Find the angle between two vectors in 2D–6D using the dot product formula. Get degrees, radians, cos/sin/tan θ, perpendicularity and parallelism checks, computation steps, and a visual angle gauge.
The angle between two vectors is one of the most frequently needed quantities in linear algebra, physics, and computer science. Given vectors a and b, the angle θ is found using the dot product relationship: cos θ = (a · b) / (‖a‖ ‖b‖). Taking the inverse cosine yields the angle in radians, easily converted to degrees by multiplying by 180/π.
This formula works in any number of dimensions — whether you are measuring the heading difference between two 2D velocity vectors, the angle between 3D surface normals, or the similarity of high-dimensional feature vectors in machine learning. The angle is always between 0° (parallel) and 180° (anti-parallel), with 90° indicating orthogonal vectors.

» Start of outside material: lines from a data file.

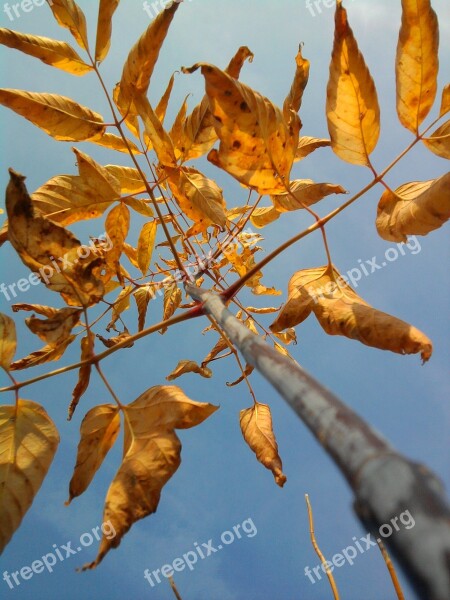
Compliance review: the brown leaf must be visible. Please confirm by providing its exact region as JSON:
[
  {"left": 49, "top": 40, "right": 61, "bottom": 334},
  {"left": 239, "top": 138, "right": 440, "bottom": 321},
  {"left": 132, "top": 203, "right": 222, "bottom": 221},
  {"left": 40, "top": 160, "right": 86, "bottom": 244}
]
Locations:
[
  {"left": 187, "top": 63, "right": 300, "bottom": 194},
  {"left": 95, "top": 0, "right": 120, "bottom": 62},
  {"left": 47, "top": 0, "right": 89, "bottom": 50},
  {"left": 0, "top": 400, "right": 59, "bottom": 554},
  {"left": 166, "top": 360, "right": 212, "bottom": 381},
  {"left": 114, "top": 2, "right": 179, "bottom": 136},
  {"left": 283, "top": 46, "right": 310, "bottom": 120},
  {"left": 0, "top": 313, "right": 17, "bottom": 370},
  {"left": 270, "top": 266, "right": 432, "bottom": 362},
  {"left": 326, "top": 0, "right": 380, "bottom": 165},
  {"left": 6, "top": 169, "right": 104, "bottom": 306},
  {"left": 83, "top": 386, "right": 217, "bottom": 570},
  {"left": 271, "top": 179, "right": 347, "bottom": 213},
  {"left": 376, "top": 173, "right": 450, "bottom": 242},
  {"left": 239, "top": 402, "right": 286, "bottom": 487},
  {"left": 66, "top": 404, "right": 120, "bottom": 506},
  {"left": 395, "top": 0, "right": 439, "bottom": 133},
  {"left": 0, "top": 89, "right": 105, "bottom": 142},
  {"left": 0, "top": 28, "right": 93, "bottom": 75},
  {"left": 422, "top": 120, "right": 450, "bottom": 160},
  {"left": 25, "top": 308, "right": 83, "bottom": 348},
  {"left": 294, "top": 136, "right": 331, "bottom": 160},
  {"left": 137, "top": 221, "right": 158, "bottom": 276},
  {"left": 164, "top": 167, "right": 227, "bottom": 234},
  {"left": 67, "top": 335, "right": 94, "bottom": 421},
  {"left": 11, "top": 335, "right": 76, "bottom": 371}
]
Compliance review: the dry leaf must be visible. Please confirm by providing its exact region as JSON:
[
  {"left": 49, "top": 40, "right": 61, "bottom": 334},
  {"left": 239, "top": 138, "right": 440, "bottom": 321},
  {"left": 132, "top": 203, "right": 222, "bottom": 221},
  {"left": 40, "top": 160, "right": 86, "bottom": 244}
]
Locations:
[
  {"left": 294, "top": 136, "right": 331, "bottom": 160},
  {"left": 66, "top": 404, "right": 120, "bottom": 505},
  {"left": 95, "top": 0, "right": 120, "bottom": 62},
  {"left": 270, "top": 266, "right": 432, "bottom": 361},
  {"left": 376, "top": 173, "right": 450, "bottom": 242},
  {"left": 422, "top": 120, "right": 450, "bottom": 160},
  {"left": 83, "top": 386, "right": 218, "bottom": 569},
  {"left": 137, "top": 221, "right": 158, "bottom": 275},
  {"left": 47, "top": 0, "right": 89, "bottom": 50},
  {"left": 67, "top": 335, "right": 94, "bottom": 421},
  {"left": 0, "top": 28, "right": 93, "bottom": 75},
  {"left": 0, "top": 313, "right": 17, "bottom": 370},
  {"left": 283, "top": 46, "right": 310, "bottom": 120},
  {"left": 25, "top": 308, "right": 83, "bottom": 348},
  {"left": 326, "top": 0, "right": 380, "bottom": 165},
  {"left": 0, "top": 89, "right": 105, "bottom": 142},
  {"left": 0, "top": 400, "right": 59, "bottom": 554},
  {"left": 395, "top": 0, "right": 439, "bottom": 133},
  {"left": 271, "top": 179, "right": 347, "bottom": 213},
  {"left": 166, "top": 360, "right": 212, "bottom": 381},
  {"left": 239, "top": 402, "right": 286, "bottom": 487},
  {"left": 114, "top": 2, "right": 179, "bottom": 136},
  {"left": 6, "top": 169, "right": 104, "bottom": 306},
  {"left": 185, "top": 63, "right": 300, "bottom": 194}
]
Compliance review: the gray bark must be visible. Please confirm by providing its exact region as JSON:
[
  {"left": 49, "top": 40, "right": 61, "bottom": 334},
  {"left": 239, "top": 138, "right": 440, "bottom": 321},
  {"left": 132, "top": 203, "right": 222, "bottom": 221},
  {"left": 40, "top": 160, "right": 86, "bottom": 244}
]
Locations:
[{"left": 186, "top": 284, "right": 450, "bottom": 600}]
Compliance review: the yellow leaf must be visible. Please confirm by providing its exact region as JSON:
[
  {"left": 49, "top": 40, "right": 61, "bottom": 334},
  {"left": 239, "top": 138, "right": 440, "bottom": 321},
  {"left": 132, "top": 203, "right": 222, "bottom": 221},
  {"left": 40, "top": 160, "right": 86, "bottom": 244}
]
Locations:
[
  {"left": 105, "top": 165, "right": 145, "bottom": 194},
  {"left": 160, "top": 285, "right": 182, "bottom": 333},
  {"left": 105, "top": 202, "right": 130, "bottom": 272},
  {"left": 114, "top": 2, "right": 179, "bottom": 136},
  {"left": 83, "top": 386, "right": 218, "bottom": 569},
  {"left": 133, "top": 286, "right": 155, "bottom": 331},
  {"left": 422, "top": 120, "right": 450, "bottom": 159},
  {"left": 0, "top": 89, "right": 105, "bottom": 142},
  {"left": 294, "top": 136, "right": 331, "bottom": 160},
  {"left": 89, "top": 133, "right": 142, "bottom": 154},
  {"left": 164, "top": 167, "right": 227, "bottom": 233},
  {"left": 326, "top": 0, "right": 380, "bottom": 165},
  {"left": 270, "top": 266, "right": 432, "bottom": 361},
  {"left": 66, "top": 404, "right": 120, "bottom": 505},
  {"left": 6, "top": 169, "right": 105, "bottom": 306},
  {"left": 177, "top": 46, "right": 253, "bottom": 162},
  {"left": 283, "top": 46, "right": 310, "bottom": 120},
  {"left": 0, "top": 28, "right": 93, "bottom": 75},
  {"left": 67, "top": 335, "right": 94, "bottom": 421},
  {"left": 25, "top": 308, "right": 82, "bottom": 348},
  {"left": 166, "top": 360, "right": 212, "bottom": 381},
  {"left": 271, "top": 179, "right": 347, "bottom": 213},
  {"left": 239, "top": 402, "right": 286, "bottom": 487},
  {"left": 0, "top": 313, "right": 17, "bottom": 370},
  {"left": 376, "top": 173, "right": 450, "bottom": 242},
  {"left": 11, "top": 335, "right": 76, "bottom": 371},
  {"left": 137, "top": 221, "right": 158, "bottom": 275},
  {"left": 0, "top": 400, "right": 59, "bottom": 554},
  {"left": 186, "top": 63, "right": 300, "bottom": 194},
  {"left": 250, "top": 206, "right": 280, "bottom": 229},
  {"left": 95, "top": 0, "right": 120, "bottom": 62},
  {"left": 47, "top": 0, "right": 89, "bottom": 50},
  {"left": 134, "top": 96, "right": 177, "bottom": 167},
  {"left": 439, "top": 83, "right": 450, "bottom": 118},
  {"left": 395, "top": 0, "right": 439, "bottom": 133}
]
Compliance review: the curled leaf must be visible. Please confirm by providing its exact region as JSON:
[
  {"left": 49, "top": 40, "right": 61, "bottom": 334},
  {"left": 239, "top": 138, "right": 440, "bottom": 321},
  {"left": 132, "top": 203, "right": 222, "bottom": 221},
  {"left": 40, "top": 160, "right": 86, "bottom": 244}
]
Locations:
[
  {"left": 376, "top": 173, "right": 450, "bottom": 242},
  {"left": 270, "top": 266, "right": 433, "bottom": 362},
  {"left": 239, "top": 402, "right": 286, "bottom": 487},
  {"left": 326, "top": 0, "right": 380, "bottom": 165},
  {"left": 0, "top": 400, "right": 59, "bottom": 554},
  {"left": 66, "top": 404, "right": 120, "bottom": 505},
  {"left": 395, "top": 0, "right": 439, "bottom": 133}
]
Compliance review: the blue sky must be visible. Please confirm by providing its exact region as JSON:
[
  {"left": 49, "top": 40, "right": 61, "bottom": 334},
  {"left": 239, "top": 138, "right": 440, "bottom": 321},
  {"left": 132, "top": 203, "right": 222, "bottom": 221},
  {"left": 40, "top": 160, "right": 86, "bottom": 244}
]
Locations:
[{"left": 0, "top": 0, "right": 450, "bottom": 600}]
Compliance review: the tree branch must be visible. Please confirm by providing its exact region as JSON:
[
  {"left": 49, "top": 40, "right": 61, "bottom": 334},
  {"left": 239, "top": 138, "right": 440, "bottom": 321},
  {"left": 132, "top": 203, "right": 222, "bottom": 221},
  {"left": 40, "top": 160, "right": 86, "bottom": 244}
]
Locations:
[{"left": 185, "top": 283, "right": 450, "bottom": 600}]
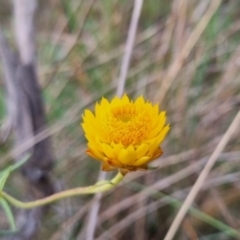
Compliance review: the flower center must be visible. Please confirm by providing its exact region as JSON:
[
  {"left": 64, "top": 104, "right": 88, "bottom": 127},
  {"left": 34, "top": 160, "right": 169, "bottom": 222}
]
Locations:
[{"left": 102, "top": 103, "right": 151, "bottom": 146}]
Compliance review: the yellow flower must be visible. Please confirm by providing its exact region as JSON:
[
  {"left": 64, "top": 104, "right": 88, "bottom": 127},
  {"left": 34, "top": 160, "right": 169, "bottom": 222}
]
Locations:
[{"left": 82, "top": 95, "right": 169, "bottom": 172}]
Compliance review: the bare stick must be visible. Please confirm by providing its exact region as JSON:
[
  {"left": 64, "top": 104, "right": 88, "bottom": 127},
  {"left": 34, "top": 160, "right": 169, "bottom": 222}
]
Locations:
[{"left": 164, "top": 111, "right": 240, "bottom": 240}]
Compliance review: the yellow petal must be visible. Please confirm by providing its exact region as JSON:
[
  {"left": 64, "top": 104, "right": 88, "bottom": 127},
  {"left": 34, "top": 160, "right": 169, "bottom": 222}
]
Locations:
[
  {"left": 118, "top": 148, "right": 131, "bottom": 165},
  {"left": 148, "top": 112, "right": 166, "bottom": 138},
  {"left": 102, "top": 143, "right": 116, "bottom": 159},
  {"left": 127, "top": 145, "right": 136, "bottom": 165},
  {"left": 136, "top": 143, "right": 149, "bottom": 159},
  {"left": 135, "top": 96, "right": 144, "bottom": 106},
  {"left": 134, "top": 156, "right": 150, "bottom": 167},
  {"left": 100, "top": 97, "right": 110, "bottom": 109},
  {"left": 102, "top": 162, "right": 115, "bottom": 171},
  {"left": 122, "top": 94, "right": 129, "bottom": 104}
]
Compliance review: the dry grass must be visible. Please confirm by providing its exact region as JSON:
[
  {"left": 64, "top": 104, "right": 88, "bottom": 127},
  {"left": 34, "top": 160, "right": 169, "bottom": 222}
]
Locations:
[{"left": 0, "top": 0, "right": 240, "bottom": 240}]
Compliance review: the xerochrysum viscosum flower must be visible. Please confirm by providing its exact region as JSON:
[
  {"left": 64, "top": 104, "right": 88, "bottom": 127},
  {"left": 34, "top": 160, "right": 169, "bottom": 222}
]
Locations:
[{"left": 82, "top": 95, "right": 169, "bottom": 172}]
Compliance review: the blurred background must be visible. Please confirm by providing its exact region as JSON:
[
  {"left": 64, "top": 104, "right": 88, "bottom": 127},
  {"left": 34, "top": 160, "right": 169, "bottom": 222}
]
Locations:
[{"left": 0, "top": 0, "right": 240, "bottom": 240}]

This calculator supports vectors from 2D up to 6D. Enter components for both vectors, or load one of six presets that cover key cases: a 45° pair, a 90° orthogonal pair, a 60° pair, an anti-parallel pair, and two general 3D examples. The output cards show the angle in degrees and radians, cos θ, sin θ, tan θ, the dot product, magnitudes, and an automatic classification as acute, right, or obtuse.
A color-coded angle gauge visualizes where the result falls on the 0°–180° scale, and a step-by-step computation table shows every intermediate value so you can verify or study the process. Reference and component-wise product tables round out the tool.
Understanding vector angles is critical for lighting in 3D graphics (Lambert's cosine law), navigation (bearing differences), robotics (joint angles), and data science (cosine similarity between document or embedding vectors).
Finding the angle between vectors requires computing dot products, magnitudes (with square roots), dividing, and applying the inverse cosine — a multi-step process where a single arithmetic slip produces a wrong angle. For higher-dimensional vectors (4D–6D), the computation grows even longer. This calculator instantly shows the angle in both degrees and radians, classifies it as acute, right, or obtuse, reports cos/sin/tan θ, and checks orthogonality and parallelism. It is essential for physics students computing angles between forces, graphics programmers checking surface normals, and data scientists evaluating cosine similarity between feature vectors.
cos θ = (a · b) / (‖a‖ · ‖b‖); θ = cos⁻¹(cos θ)
Result: θ = 45°
a · b = 1. ‖a‖ = 1, ‖b‖ = √2 ≈ 1.4142. cos θ = 1/√2 ≈ 0.7071. θ = cos⁻¹(0.7071) = 45° (π/4 rad). This is an acute angle.
The angle θ between vectors **a** and **b** is derived from the dot product identity: cos θ = (a · b) / (‖a‖ ‖b‖). The dot product a · b = Σ aᵢbᵢ sums the component-wise products, while ‖a‖ = √(Σ aᵢ²) is the Euclidean norm. Because the inverse cosine function returns values in [0, π], the angle is always between 0° (parallel) and 180° (anti-parallel). This formula generalizes seamlessly from 2D to any number of dimensions — the geometry of angles is dimension-independent.
An angle of exactly 90° (cos θ = 0) means the vectors are **orthogonal** — their dot product is zero, which is the fastest perpendicularity test. Angles below 90° (positive dot product) are **acute**, meaning the vectors point in roughly the same direction. Angles above 90° (negative dot product) are **obtuse**, meaning they diverge. When cos θ = ±1, the vectors are parallel or anti-parallel. Recognizing these cases is crucial in physics (work = F·d·cos θ is zero for perpendicular force and displacement) and in machine learning (cosine similarity near 1 indicates highly similar vectors).
In **3D graphics**, the angle between a surface normal and a light direction vector determines shading intensity via Lambert's cosine law. In **robotics**, joint angles between link vectors control arm positioning. In **NLP and recommendation systems**, cosine similarity (the normalized dot product) measures how closely two document or user-preference vectors align, regardless of their magnitudes. In **navigation**, the angle between velocity and heading vectors reveals course deviation. Understanding how to compute and interpret vector angles is fundamental across all quantitative disciplines.
Compute cos θ = (a · b) / (‖a‖ ‖b‖), then take the inverse cosine. The result is in radians; multiply by 180/π for degrees.
The vectors point in exactly the same direction (they are parallel). Their dot product equals the product of their magnitudes.
No. The formula cos⁻¹ always returns a value between 0° and 180°. For signed angles in 2D, use atan2 instead.
90° (π/2 radians). Their dot product is zero because cos 90° = 0.
Yes. The dot product and Euclidean norm generalize to any number of dimensions, so the angle formula works identically in 2D, 3D, 100D, etc.
Cosine similarity is cos θ = (a · b) / (‖a‖ ‖b‖). It measures directional similarity on a scale from −1 (opposite) to 1 (identical direction), ignoring magnitudes.